Yadav Manoj Kumar, Singh Amisha, Swati D
Department of Bioinformatics, MMV, Banaras Hindu University, Varanasi, 221005, India,
Appl Biochem Biotechnol. 2014 Aug;173(8):2174-88. doi: 10.1007/s12010-014-1023-y. Epub 2014 Jun 27.

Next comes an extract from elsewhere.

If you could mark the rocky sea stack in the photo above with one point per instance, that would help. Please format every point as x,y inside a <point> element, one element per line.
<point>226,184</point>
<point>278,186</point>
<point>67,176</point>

Malaria is one of the most infectious diseases in the world. Plasmodium vivax, the pathogen causing endemic malaria in humans worldwide, is responsible for extensive disease morbidity. Due to the emergence of resistance to common anti-malarial drugs, there is a continuous need to develop a new class of drugs for this pathogen. P. vivax cysteine protease, also known as vivapain-2, plays an important role in haemoglobin hydrolysis and is considered essential for the survival of the parasite. The three-dimensional (3D) structure of vivapain-2 is not predicted experimentally, so its structure is modelled by using comparative modelling approach and further validated by Qualitative Model Energy Analysis (QMEAN) and RAMPAGE tools. The potential binding site of selected vivapain-2 structure has been detected by grid-based function prediction method. Drug targets and their respective drugs similar to vivapain-2 have been identified using three publicly available databases: STITCH 3.1, DrugBank and Therapeutic Target Database (TTD). The second approach of this work focuses on docking study of selected drug E-64 against vivapain-2 protein. Docking reveals crucial information about key residues (Asn281, Cys283, Val396 and Asp398) that are responsible for holding the ligand in the active site. The similarity-search criterion is used for the preparation of our in-house database of drugs, obtained from filtering the drugs from the DrugBank database. A five-point 3D pharmacophore model is generated for the docked complex of vivapain-2 with E-64. This study of 3D pharmacophore-based virtual screening results in identifying three new drugs, amongst which one is approved and the other two are experimentally proved. The ADMET properties of these drugs are found to be in the desired range. These drugs with novel scaffolds may act as potent drugs for treating malaria caused by P. vivax.
疟疾是世界上传染性最强的疾病之一。间日疟原虫是全球人类地方性疟疾的病原体,会导致大量发病。由于对常见抗疟药物产生了耐药性,因此持续需要为这种病原体开发新型药物。间日疟原虫半胱氨酸蛋白酶,也称为间日疟蛋白酶-2,在血红蛋白水解中起重要作用,被认为是该寄生虫生存所必需的。间日疟蛋白酶-2的三维(3D)结构尚未通过实验预测,因此通过比较建模方法对其结构进行建模,并通过定性模型能量分析(QMEAN)和RAMPAGE工具进一步验证。通过基于网格的功能预测方法检测了所选间日疟蛋白酶-2结构的潜在结合位点。使用三个公开可用的数据库:STITCH 3.1、DrugBank和治疗靶点数据库(TTD),确定了与间日疟蛋白酶-2相似的药物靶点及其各自的药物。这项工作的第二种方法侧重于所选药物E-64与间日疟蛋白酶-2蛋白的对接研究。对接揭示了负责将配体保持在活性位点的关键残基(Asn281、Cys283、Val396和Asp398)的关键信息。相似性搜索标准用于制备我们从DrugBank数据库中筛选药物得到的内部药物数据库。为间日疟蛋白酶-2与E-64的对接复合物生成了一个五点3D药效团模型。这项基于3D药效团的虚拟筛选研究确定了三种新药,其中一种已获批准,另外两种已通过实验证明。发现这些药物的ADMET特性在所需范围内。这些具有新型支架的药物可能成为治疗间日疟原虫引起的疟疾的有效药物。